Currently, records can be released 20 years after someone's death. But Matas said that rule doesn't apply in this case, because information about people who died can't be accessed unless their names are available.
He said it's not that every person named in the records is guilty, but that a justice system relies on openness, and you can't have justice without transparency, whether you're guilty or innocent.
There is also little to no information publicly available about what follow-up was done to investigate alleged war criminals named in the Deschênes report, or bring any of them to justice.
All of this comes after what some have called the most embarrassing international debacle in Canadian history.
On Friday, during an official visit by Ukraine President Volodymyr Zelenskyy, the House of Commons Speaker pointed to a guest in the gallery he identified as a war hero.
Parliamentarians and dignitaries who were present gave two standing ovations to a 98-year-old Ukrainian Canadian war veteran without knowing or understanding that the unit he fought with was formed by Nazi Germany to fight against the Soviet Union.
Speaker Anthony Rota, who said he did not know about Yaroslav Hunka's background, apologized for making an egregious mistake inviting him to Parliament. He announced Tuesday that he would resign from the role.
On Wednesday, Prime Minister Justin Trudeau issued an apology on behalf of Canada and all parliamentarians for the debacle.
University of Alberta professor John-Paul Himka pointed out that nobody seemed to immediately understand how Hunka's military history implied he would have fought with the Germans.
That's because of a great lack of understanding of history, even among elected MPs, he said.
"I mean, this man was introduced as somebody who fought the Russians during World War II. Who was fighting the Russians during World War II? It was the Germans," he said.
Matas concurred.
"I mean if Rota didn't know about this whole issue and he was the Speaker of the House of Commons, you can imagine how widespread the ignorance is," he said.

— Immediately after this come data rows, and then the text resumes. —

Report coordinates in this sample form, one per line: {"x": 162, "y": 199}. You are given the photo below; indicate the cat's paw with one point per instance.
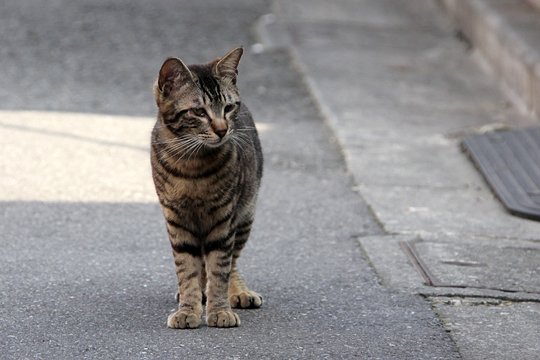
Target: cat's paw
{"x": 246, "y": 300}
{"x": 183, "y": 319}
{"x": 223, "y": 318}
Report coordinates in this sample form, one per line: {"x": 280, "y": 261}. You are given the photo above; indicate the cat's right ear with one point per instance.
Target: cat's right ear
{"x": 173, "y": 69}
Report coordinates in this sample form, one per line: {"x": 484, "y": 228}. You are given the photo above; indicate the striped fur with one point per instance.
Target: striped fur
{"x": 207, "y": 167}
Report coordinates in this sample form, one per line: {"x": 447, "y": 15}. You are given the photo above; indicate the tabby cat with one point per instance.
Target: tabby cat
{"x": 207, "y": 167}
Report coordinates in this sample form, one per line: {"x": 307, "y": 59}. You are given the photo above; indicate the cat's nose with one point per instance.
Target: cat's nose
{"x": 220, "y": 128}
{"x": 221, "y": 132}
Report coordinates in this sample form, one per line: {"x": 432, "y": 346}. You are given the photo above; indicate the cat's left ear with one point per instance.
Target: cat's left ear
{"x": 227, "y": 66}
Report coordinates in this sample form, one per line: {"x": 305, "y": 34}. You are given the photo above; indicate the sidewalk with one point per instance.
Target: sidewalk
{"x": 400, "y": 91}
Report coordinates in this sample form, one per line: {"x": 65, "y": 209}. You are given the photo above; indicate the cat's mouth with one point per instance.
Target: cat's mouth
{"x": 217, "y": 141}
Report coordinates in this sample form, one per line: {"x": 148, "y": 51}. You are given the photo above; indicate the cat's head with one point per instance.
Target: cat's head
{"x": 199, "y": 101}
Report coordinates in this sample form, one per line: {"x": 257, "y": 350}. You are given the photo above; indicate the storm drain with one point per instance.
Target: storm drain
{"x": 510, "y": 163}
{"x": 512, "y": 266}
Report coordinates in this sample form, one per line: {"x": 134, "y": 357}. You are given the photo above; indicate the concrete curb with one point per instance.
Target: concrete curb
{"x": 504, "y": 34}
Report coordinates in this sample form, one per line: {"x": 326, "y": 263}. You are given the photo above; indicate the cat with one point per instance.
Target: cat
{"x": 207, "y": 167}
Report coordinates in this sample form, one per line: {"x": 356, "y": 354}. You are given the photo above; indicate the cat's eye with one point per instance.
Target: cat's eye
{"x": 199, "y": 112}
{"x": 228, "y": 108}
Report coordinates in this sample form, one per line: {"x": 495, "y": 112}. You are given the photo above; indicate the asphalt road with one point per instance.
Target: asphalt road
{"x": 86, "y": 275}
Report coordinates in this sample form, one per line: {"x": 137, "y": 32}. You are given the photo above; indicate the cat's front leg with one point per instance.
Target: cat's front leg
{"x": 189, "y": 263}
{"x": 218, "y": 260}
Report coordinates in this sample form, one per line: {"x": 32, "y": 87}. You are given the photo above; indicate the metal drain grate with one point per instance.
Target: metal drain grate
{"x": 510, "y": 162}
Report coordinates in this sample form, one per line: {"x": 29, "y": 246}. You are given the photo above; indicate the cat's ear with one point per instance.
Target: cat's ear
{"x": 227, "y": 66}
{"x": 172, "y": 69}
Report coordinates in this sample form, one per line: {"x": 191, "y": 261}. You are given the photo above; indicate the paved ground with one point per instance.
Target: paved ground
{"x": 87, "y": 270}
{"x": 361, "y": 106}
{"x": 417, "y": 92}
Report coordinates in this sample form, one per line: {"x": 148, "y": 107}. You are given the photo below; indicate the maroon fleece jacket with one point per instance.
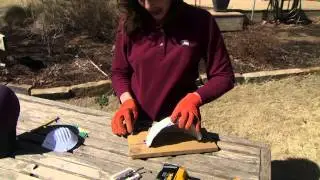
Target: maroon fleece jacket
{"x": 160, "y": 66}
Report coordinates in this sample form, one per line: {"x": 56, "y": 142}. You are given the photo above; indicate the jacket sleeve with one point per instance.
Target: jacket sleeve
{"x": 218, "y": 65}
{"x": 121, "y": 70}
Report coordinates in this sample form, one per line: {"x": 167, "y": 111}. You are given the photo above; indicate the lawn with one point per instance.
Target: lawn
{"x": 282, "y": 113}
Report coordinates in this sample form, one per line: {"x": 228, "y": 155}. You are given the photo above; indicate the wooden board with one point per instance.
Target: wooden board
{"x": 168, "y": 144}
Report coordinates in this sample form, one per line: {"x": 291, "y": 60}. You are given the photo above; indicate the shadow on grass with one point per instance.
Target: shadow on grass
{"x": 294, "y": 169}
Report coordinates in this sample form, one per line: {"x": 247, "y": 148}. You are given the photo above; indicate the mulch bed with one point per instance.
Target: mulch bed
{"x": 257, "y": 48}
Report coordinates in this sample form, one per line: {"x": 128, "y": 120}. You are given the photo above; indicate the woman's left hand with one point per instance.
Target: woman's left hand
{"x": 187, "y": 112}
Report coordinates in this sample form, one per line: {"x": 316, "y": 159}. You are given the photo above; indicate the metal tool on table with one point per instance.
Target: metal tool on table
{"x": 128, "y": 174}
{"x": 173, "y": 172}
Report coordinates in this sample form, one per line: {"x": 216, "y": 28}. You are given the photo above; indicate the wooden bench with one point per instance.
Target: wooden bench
{"x": 104, "y": 154}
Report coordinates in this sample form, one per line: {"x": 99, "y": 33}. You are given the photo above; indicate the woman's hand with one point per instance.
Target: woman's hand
{"x": 187, "y": 112}
{"x": 125, "y": 118}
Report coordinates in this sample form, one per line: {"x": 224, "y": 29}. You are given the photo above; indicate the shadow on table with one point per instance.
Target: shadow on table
{"x": 294, "y": 169}
{"x": 30, "y": 142}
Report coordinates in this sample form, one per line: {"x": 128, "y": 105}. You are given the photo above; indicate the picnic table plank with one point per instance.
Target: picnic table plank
{"x": 104, "y": 154}
{"x": 265, "y": 166}
{"x": 13, "y": 175}
{"x": 36, "y": 170}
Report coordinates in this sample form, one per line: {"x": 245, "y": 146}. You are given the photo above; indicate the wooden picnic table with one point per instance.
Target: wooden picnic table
{"x": 104, "y": 154}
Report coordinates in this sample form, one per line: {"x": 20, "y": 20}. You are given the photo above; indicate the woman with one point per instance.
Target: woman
{"x": 9, "y": 113}
{"x": 159, "y": 44}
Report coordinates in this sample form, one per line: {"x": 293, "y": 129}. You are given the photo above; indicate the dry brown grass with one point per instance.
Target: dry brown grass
{"x": 284, "y": 114}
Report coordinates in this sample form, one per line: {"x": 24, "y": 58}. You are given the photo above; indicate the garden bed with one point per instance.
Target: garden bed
{"x": 257, "y": 48}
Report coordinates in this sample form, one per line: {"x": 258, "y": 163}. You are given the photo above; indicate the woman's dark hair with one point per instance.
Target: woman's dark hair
{"x": 137, "y": 18}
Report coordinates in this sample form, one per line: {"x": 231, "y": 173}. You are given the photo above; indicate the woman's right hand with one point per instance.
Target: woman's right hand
{"x": 125, "y": 118}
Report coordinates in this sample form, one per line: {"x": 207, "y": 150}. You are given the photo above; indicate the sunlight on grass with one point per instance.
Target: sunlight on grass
{"x": 284, "y": 114}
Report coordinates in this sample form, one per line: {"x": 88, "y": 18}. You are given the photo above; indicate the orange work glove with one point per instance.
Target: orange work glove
{"x": 124, "y": 119}
{"x": 187, "y": 112}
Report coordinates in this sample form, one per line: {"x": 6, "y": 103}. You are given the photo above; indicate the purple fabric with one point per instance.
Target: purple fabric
{"x": 160, "y": 67}
{"x": 9, "y": 110}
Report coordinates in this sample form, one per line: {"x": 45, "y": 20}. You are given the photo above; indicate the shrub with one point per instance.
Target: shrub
{"x": 96, "y": 17}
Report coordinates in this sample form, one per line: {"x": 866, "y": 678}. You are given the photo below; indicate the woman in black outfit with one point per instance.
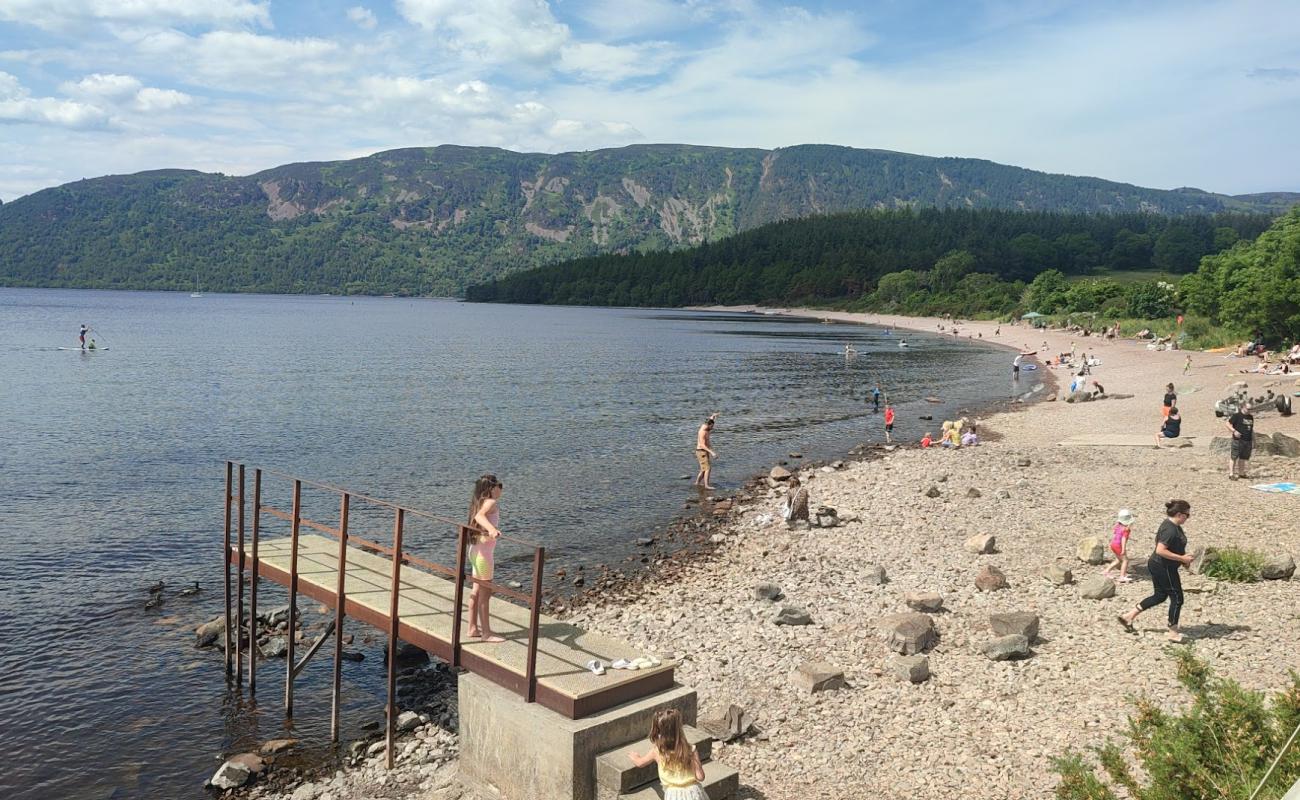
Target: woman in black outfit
{"x": 1170, "y": 553}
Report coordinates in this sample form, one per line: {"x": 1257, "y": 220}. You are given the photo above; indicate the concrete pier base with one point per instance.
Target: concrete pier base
{"x": 511, "y": 749}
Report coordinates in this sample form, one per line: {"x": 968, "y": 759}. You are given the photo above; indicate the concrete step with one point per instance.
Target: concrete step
{"x": 720, "y": 782}
{"x": 615, "y": 773}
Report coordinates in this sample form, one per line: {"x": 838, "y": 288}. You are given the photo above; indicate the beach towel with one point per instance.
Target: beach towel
{"x": 1282, "y": 488}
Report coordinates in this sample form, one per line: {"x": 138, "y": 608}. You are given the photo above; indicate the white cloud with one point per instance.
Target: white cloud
{"x": 18, "y": 106}
{"x": 363, "y": 17}
{"x": 56, "y": 14}
{"x": 492, "y": 30}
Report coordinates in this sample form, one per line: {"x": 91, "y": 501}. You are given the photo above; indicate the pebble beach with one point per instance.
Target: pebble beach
{"x": 975, "y": 727}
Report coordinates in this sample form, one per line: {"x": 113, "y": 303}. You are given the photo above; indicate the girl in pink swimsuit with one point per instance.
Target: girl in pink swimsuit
{"x": 484, "y": 517}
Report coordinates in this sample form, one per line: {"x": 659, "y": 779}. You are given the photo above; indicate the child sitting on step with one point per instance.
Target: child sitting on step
{"x": 680, "y": 772}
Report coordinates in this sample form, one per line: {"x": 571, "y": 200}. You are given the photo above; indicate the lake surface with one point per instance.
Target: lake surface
{"x": 112, "y": 468}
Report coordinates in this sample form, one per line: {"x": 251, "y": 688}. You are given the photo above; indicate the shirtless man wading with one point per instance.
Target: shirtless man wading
{"x": 703, "y": 453}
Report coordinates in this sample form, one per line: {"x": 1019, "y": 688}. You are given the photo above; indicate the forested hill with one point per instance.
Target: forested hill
{"x": 434, "y": 220}
{"x": 915, "y": 262}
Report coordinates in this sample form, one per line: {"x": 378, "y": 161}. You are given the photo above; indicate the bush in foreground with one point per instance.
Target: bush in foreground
{"x": 1217, "y": 749}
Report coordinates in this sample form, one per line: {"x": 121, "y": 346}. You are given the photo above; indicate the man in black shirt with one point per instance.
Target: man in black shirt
{"x": 1242, "y": 424}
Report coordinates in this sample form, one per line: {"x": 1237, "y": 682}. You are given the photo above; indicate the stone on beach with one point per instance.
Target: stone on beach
{"x": 1097, "y": 587}
{"x": 815, "y": 677}
{"x": 1091, "y": 550}
{"x": 1008, "y": 623}
{"x": 989, "y": 579}
{"x": 909, "y": 632}
{"x": 913, "y": 669}
{"x": 1005, "y": 648}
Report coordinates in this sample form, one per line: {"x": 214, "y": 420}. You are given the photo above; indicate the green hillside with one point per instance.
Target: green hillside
{"x": 436, "y": 220}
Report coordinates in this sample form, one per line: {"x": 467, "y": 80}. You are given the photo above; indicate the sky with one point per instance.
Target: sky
{"x": 1160, "y": 94}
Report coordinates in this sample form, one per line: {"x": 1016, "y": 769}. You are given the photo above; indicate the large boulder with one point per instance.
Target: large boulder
{"x": 1091, "y": 550}
{"x": 913, "y": 669}
{"x": 989, "y": 579}
{"x": 909, "y": 632}
{"x": 1006, "y": 648}
{"x": 1279, "y": 567}
{"x": 1286, "y": 445}
{"x": 815, "y": 677}
{"x": 1014, "y": 623}
{"x": 1097, "y": 588}
{"x": 923, "y": 601}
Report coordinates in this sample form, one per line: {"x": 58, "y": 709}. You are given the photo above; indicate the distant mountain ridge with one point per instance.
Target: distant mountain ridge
{"x": 434, "y": 220}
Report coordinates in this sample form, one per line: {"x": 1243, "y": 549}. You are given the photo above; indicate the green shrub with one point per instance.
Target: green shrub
{"x": 1217, "y": 749}
{"x": 1236, "y": 565}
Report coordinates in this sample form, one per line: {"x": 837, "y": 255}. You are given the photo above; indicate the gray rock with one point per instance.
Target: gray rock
{"x": 276, "y": 647}
{"x": 207, "y": 634}
{"x": 923, "y": 601}
{"x": 1097, "y": 588}
{"x": 913, "y": 669}
{"x": 1091, "y": 549}
{"x": 230, "y": 774}
{"x": 989, "y": 579}
{"x": 1058, "y": 574}
{"x": 1286, "y": 445}
{"x": 792, "y": 615}
{"x": 1006, "y": 648}
{"x": 1279, "y": 567}
{"x": 815, "y": 677}
{"x": 1014, "y": 623}
{"x": 909, "y": 632}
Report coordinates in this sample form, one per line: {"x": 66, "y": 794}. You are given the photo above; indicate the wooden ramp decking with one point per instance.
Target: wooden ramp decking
{"x": 425, "y": 609}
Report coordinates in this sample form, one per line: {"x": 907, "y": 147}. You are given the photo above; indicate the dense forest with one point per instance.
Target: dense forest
{"x": 434, "y": 220}
{"x": 911, "y": 262}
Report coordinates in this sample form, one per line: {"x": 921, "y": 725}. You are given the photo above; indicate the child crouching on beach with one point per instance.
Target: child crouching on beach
{"x": 680, "y": 772}
{"x": 1119, "y": 545}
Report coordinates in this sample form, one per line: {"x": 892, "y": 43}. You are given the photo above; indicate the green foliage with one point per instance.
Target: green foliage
{"x": 1220, "y": 748}
{"x": 1236, "y": 565}
{"x": 1255, "y": 285}
{"x": 434, "y": 220}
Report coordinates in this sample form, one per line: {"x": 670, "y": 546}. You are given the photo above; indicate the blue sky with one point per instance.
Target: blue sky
{"x": 1157, "y": 94}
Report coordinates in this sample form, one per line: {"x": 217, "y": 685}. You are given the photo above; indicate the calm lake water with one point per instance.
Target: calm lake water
{"x": 112, "y": 467}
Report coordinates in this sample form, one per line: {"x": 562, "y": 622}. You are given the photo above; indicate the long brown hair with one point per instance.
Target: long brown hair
{"x": 670, "y": 739}
{"x": 484, "y": 488}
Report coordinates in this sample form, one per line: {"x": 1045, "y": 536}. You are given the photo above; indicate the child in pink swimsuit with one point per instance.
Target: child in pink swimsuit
{"x": 1119, "y": 544}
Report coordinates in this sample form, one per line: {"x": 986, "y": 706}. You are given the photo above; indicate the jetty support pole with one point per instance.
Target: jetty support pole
{"x": 252, "y": 586}
{"x": 533, "y": 623}
{"x": 462, "y": 539}
{"x": 225, "y": 562}
{"x": 393, "y": 636}
{"x": 293, "y": 597}
{"x": 341, "y": 596}
{"x": 239, "y": 601}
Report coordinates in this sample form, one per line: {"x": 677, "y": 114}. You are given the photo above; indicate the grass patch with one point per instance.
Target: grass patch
{"x": 1236, "y": 565}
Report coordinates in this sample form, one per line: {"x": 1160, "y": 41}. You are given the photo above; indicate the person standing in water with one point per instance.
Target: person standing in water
{"x": 484, "y": 518}
{"x": 705, "y": 453}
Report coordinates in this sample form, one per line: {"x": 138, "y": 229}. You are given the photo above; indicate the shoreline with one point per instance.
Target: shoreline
{"x": 975, "y": 727}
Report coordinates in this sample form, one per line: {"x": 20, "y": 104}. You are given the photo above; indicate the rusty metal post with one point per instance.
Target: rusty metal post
{"x": 225, "y": 561}
{"x": 533, "y": 623}
{"x": 462, "y": 536}
{"x": 341, "y": 596}
{"x": 293, "y": 597}
{"x": 252, "y": 586}
{"x": 239, "y": 582}
{"x": 393, "y": 635}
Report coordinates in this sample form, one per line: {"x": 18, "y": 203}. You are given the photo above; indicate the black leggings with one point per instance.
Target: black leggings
{"x": 1166, "y": 586}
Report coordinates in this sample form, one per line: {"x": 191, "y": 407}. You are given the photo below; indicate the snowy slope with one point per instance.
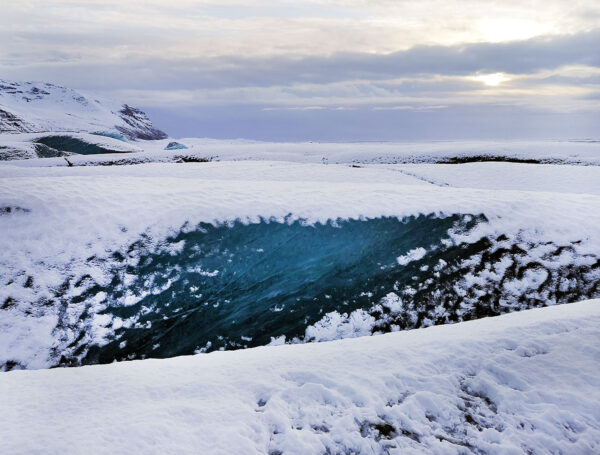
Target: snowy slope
{"x": 65, "y": 228}
{"x": 520, "y": 383}
{"x": 43, "y": 107}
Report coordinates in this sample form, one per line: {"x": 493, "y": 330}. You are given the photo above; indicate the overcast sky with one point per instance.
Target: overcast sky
{"x": 323, "y": 70}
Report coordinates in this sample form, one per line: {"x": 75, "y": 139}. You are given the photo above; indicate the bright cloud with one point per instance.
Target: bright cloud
{"x": 313, "y": 57}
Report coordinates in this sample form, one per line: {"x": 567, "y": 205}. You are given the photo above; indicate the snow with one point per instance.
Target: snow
{"x": 63, "y": 215}
{"x": 522, "y": 382}
{"x": 357, "y": 153}
{"x": 43, "y": 107}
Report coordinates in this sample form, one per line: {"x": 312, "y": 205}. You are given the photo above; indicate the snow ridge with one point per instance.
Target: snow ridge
{"x": 27, "y": 107}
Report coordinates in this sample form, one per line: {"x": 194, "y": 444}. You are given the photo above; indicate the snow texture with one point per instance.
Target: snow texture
{"x": 525, "y": 382}
{"x": 27, "y": 107}
{"x": 63, "y": 226}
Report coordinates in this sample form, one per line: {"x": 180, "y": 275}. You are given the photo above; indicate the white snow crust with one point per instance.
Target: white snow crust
{"x": 524, "y": 382}
{"x": 64, "y": 215}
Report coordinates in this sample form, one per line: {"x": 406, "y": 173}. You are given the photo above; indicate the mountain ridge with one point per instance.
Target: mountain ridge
{"x": 36, "y": 107}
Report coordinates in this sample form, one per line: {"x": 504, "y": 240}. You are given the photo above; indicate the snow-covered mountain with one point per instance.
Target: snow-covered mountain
{"x": 27, "y": 107}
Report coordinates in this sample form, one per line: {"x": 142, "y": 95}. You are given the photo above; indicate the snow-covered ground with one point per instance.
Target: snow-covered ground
{"x": 63, "y": 224}
{"x": 563, "y": 152}
{"x": 524, "y": 382}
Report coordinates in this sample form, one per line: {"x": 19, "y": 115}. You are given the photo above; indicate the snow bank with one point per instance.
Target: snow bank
{"x": 63, "y": 227}
{"x": 357, "y": 153}
{"x": 520, "y": 383}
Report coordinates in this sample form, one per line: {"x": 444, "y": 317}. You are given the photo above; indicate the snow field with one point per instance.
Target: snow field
{"x": 520, "y": 382}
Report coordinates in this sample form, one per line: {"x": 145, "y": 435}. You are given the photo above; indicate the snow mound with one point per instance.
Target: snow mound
{"x": 41, "y": 107}
{"x": 525, "y": 382}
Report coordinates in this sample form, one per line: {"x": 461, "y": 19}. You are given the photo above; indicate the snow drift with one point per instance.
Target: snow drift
{"x": 525, "y": 382}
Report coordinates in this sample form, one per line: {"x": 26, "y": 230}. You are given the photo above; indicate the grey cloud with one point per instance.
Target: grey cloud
{"x": 523, "y": 57}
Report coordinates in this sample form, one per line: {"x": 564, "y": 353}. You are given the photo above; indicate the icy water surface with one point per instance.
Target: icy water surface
{"x": 239, "y": 285}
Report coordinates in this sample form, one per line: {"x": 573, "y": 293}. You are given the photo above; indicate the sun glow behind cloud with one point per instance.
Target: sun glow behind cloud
{"x": 308, "y": 56}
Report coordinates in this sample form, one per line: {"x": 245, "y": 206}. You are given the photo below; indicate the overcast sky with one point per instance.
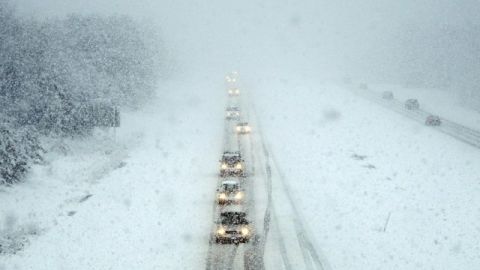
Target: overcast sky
{"x": 310, "y": 36}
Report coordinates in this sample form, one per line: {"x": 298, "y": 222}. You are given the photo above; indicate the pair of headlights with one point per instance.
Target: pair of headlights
{"x": 244, "y": 129}
{"x": 223, "y": 196}
{"x": 224, "y": 166}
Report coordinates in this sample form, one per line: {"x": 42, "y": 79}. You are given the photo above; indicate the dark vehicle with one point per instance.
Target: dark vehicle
{"x": 232, "y": 164}
{"x": 363, "y": 86}
{"x": 387, "y": 95}
{"x": 433, "y": 120}
{"x": 232, "y": 113}
{"x": 233, "y": 92}
{"x": 233, "y": 228}
{"x": 230, "y": 192}
{"x": 412, "y": 104}
{"x": 243, "y": 128}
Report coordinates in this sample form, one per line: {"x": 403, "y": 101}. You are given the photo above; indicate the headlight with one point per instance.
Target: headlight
{"x": 221, "y": 231}
{"x": 239, "y": 196}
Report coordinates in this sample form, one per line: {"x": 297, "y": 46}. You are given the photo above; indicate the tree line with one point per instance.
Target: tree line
{"x": 52, "y": 70}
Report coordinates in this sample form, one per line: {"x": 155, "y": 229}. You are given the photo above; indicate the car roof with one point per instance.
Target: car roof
{"x": 227, "y": 153}
{"x": 230, "y": 182}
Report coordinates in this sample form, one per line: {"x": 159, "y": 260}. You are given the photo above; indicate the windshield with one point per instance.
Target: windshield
{"x": 346, "y": 132}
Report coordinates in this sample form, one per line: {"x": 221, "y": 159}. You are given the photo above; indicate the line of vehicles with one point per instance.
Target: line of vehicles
{"x": 232, "y": 225}
{"x": 412, "y": 105}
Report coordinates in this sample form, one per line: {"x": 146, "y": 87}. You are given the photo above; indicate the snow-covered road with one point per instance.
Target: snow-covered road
{"x": 378, "y": 190}
{"x": 154, "y": 211}
{"x": 374, "y": 189}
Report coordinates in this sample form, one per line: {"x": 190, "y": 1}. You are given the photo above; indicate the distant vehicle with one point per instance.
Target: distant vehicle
{"x": 412, "y": 104}
{"x": 243, "y": 128}
{"x": 232, "y": 113}
{"x": 231, "y": 164}
{"x": 433, "y": 120}
{"x": 387, "y": 95}
{"x": 363, "y": 86}
{"x": 233, "y": 92}
{"x": 230, "y": 192}
{"x": 231, "y": 78}
{"x": 233, "y": 228}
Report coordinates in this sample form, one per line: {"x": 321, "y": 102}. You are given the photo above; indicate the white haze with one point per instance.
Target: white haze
{"x": 325, "y": 39}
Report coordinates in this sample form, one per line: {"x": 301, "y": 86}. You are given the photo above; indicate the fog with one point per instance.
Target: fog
{"x": 372, "y": 40}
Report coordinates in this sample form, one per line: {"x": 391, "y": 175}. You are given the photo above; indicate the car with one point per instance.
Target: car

Still, said Matas, the uproar has rejuvenated the discussion about exposing that history, including all the records.
"This is on the radar, now, I think," he said. "They're paying attention to it."
Miller said he has read the Deschênes report twice since this all happened, and encouraged all Canadians to do so.
He also said he knows there are many people demanding the release of the records, and it is something the government "could possibly examine again."
But he said because he doesn't know exactly what is contained in the documents, he doesn't yet want to say if he backs their full release.
"But again, in a country like Canada that has not only a difficult history with Nazis in Canada, but also one of the most important diaspora of Jewish people, including some of the largest proportions of Holocaust survivors, impunity is absolutely not an option," he said.
Mental Health Minister Ya'ara Saks, whose York Centre riding in Toronto has about one-fifth of its population identifying as Jewish, said Canada should look at what it can do to help provide answers and closure to Jewish Canadians.
She said opening the records is something to be looked at.